Anak Penderita Cacat Mental di Jalan Balana, Hidup Dalam Kurungan

Editor : Ahmad Raffasya

Online24,Makassar – Nasib kurang beruntung dialami Yusril (16), sejak lahir sudah menderita cacat mental, hidup dalam sebuah kurungan di rumahnya di jalan Balana lorong 1, Kecamatan Makassar.

Yusril merupakan anak kedua, dari tiga bersaudara dari pasangan M Yunus (50), yang sehari hari bekerja sebagai penarik bentor dan Rahmawati (48), ibu rumah tangga.

Sejak lahir sudah menderita cacat mental, kondisi pertumbuhan tubuh dan bicara pun, tidak normal.

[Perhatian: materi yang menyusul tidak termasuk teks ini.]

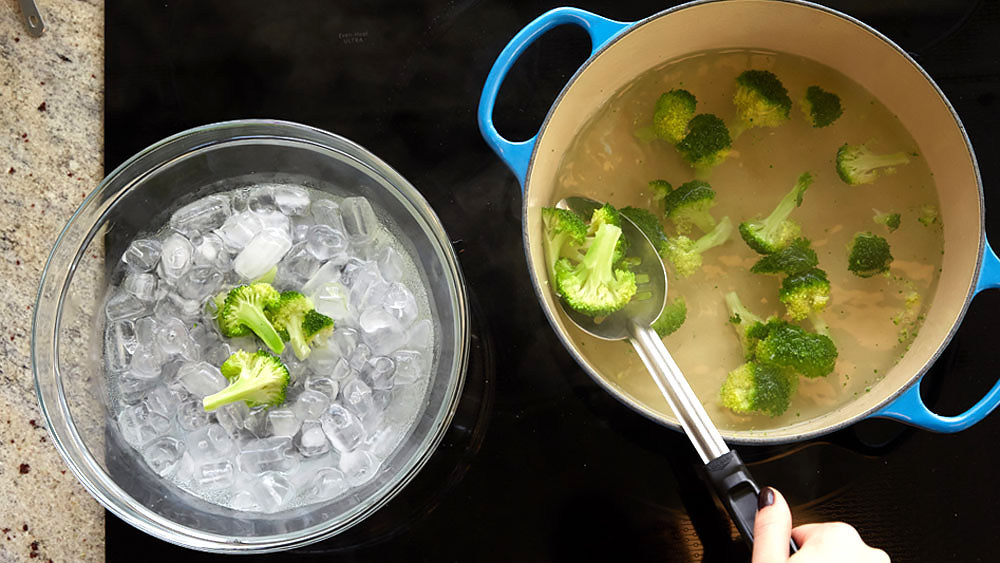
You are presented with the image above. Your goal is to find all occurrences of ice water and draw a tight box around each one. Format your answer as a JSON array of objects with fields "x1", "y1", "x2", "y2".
[{"x1": 104, "y1": 184, "x2": 434, "y2": 512}]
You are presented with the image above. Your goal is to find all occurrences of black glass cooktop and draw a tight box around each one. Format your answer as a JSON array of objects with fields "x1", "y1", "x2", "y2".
[{"x1": 105, "y1": 0, "x2": 1000, "y2": 562}]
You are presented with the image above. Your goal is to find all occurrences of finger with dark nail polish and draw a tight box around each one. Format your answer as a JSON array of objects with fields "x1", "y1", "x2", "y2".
[{"x1": 757, "y1": 487, "x2": 774, "y2": 510}]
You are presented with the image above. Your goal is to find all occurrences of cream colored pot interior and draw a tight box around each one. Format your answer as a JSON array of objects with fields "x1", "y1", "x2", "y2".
[{"x1": 525, "y1": 0, "x2": 983, "y2": 443}]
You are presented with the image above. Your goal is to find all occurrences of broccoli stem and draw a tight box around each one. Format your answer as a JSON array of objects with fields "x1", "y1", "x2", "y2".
[
  {"x1": 233, "y1": 307, "x2": 285, "y2": 354},
  {"x1": 856, "y1": 152, "x2": 910, "y2": 170},
  {"x1": 202, "y1": 378, "x2": 256, "y2": 412}
]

“Yusril sejak  lahir memang sudah menderita cacat pada kaki yang tidak mempunyai jari-jari kaki. Waktu kecil Yusril sering jatuh dan kejang-kejang dan pernah dirawat di rumah sakit” kata Rhamawati.

Setelah dilakukan perawatan selama 20 hari  di rumah sakit, hingga hari ini Yusril tak kunjung membaik. Bahkan, kini pihak keluarga Yusril mengurungnya di dalam sebuah kotak  berukuran 2×1 yang terbuat dari kayu.

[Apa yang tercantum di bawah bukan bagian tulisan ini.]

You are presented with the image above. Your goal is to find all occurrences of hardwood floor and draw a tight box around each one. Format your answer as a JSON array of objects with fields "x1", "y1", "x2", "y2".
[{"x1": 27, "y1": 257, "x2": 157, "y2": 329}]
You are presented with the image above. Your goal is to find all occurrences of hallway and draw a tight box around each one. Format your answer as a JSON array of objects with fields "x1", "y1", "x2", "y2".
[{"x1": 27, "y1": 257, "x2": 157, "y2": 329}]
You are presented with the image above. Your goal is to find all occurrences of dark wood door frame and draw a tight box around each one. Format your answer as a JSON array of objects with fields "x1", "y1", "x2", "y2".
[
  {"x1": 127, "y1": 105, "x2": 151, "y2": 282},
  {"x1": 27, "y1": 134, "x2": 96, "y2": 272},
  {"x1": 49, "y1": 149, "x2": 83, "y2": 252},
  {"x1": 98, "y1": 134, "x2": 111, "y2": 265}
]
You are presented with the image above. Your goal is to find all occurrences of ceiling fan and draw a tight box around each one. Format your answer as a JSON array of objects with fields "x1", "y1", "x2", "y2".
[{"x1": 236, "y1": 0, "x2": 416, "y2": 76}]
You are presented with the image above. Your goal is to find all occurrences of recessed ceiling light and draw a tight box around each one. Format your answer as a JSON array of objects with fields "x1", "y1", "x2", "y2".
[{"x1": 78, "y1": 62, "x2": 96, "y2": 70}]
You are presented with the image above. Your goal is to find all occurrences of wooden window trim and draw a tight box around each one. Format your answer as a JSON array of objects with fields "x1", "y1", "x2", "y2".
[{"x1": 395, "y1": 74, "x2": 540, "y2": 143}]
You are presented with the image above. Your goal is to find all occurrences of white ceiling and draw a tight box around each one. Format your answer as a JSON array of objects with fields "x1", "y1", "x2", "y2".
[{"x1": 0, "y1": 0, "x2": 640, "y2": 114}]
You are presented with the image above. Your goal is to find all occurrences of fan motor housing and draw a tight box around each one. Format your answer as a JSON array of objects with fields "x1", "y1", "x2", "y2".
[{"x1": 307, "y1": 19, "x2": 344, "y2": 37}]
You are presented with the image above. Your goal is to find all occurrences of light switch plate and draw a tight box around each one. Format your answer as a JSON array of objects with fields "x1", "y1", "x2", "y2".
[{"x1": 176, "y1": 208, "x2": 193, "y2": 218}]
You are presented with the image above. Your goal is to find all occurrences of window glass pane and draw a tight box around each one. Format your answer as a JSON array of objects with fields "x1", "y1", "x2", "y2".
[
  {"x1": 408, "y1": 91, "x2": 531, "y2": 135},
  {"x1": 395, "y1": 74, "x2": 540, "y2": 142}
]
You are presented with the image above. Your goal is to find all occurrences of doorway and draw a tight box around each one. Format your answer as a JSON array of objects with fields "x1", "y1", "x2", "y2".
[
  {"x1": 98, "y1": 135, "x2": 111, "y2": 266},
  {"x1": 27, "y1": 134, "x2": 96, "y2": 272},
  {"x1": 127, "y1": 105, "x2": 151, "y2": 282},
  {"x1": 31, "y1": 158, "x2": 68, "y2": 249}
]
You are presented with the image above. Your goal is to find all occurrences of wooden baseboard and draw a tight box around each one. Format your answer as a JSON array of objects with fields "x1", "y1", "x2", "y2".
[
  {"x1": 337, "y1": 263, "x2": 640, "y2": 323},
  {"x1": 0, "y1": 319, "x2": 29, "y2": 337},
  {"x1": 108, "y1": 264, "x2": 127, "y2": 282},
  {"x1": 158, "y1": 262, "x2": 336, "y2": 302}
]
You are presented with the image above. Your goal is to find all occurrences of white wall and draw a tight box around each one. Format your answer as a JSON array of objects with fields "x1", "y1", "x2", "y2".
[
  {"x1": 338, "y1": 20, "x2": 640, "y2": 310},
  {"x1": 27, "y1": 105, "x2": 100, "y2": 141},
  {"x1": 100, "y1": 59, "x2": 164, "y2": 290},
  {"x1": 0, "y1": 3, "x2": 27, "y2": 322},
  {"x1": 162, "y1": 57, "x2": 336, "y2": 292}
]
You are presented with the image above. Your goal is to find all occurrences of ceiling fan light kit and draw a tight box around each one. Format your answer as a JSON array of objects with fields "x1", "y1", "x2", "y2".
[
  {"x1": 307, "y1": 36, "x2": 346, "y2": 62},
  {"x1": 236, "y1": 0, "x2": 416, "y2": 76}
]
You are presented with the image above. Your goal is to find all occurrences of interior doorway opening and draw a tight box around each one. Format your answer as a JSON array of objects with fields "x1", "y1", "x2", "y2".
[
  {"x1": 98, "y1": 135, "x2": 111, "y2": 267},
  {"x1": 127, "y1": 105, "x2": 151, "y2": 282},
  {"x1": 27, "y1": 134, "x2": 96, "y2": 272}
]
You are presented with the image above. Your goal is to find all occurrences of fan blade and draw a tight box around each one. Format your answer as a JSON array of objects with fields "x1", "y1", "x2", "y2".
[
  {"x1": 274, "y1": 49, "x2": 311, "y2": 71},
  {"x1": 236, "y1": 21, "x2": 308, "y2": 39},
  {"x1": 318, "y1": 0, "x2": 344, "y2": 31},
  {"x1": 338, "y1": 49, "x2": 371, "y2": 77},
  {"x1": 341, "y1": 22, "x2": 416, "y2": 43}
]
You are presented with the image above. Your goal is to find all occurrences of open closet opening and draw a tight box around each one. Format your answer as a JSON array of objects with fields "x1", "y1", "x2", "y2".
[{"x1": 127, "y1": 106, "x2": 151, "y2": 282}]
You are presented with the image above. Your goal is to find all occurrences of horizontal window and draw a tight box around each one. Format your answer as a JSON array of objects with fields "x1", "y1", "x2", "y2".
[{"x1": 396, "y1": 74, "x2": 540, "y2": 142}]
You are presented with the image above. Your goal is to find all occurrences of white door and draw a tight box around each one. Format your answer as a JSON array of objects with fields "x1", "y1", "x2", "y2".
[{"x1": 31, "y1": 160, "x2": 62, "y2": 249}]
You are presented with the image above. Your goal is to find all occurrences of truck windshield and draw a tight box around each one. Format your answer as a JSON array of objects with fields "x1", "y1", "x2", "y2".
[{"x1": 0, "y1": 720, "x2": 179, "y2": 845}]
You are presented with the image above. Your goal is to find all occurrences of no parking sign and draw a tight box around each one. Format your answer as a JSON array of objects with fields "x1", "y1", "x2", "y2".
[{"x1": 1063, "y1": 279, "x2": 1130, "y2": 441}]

” Terpaksa kita kurungki, kalau tidak khawatir Yusril disetrum atau ada bahaya lain, karena dia aktif sekali” ungkap Rahmawati.

Kendati telah mendapat bantuan dari Dinas Sosial kota Makassar, pihak keluarga berharap Pemerintah ingin membantu pengobatan Yusril, agar mampu hidup normal seperti anak seusianya.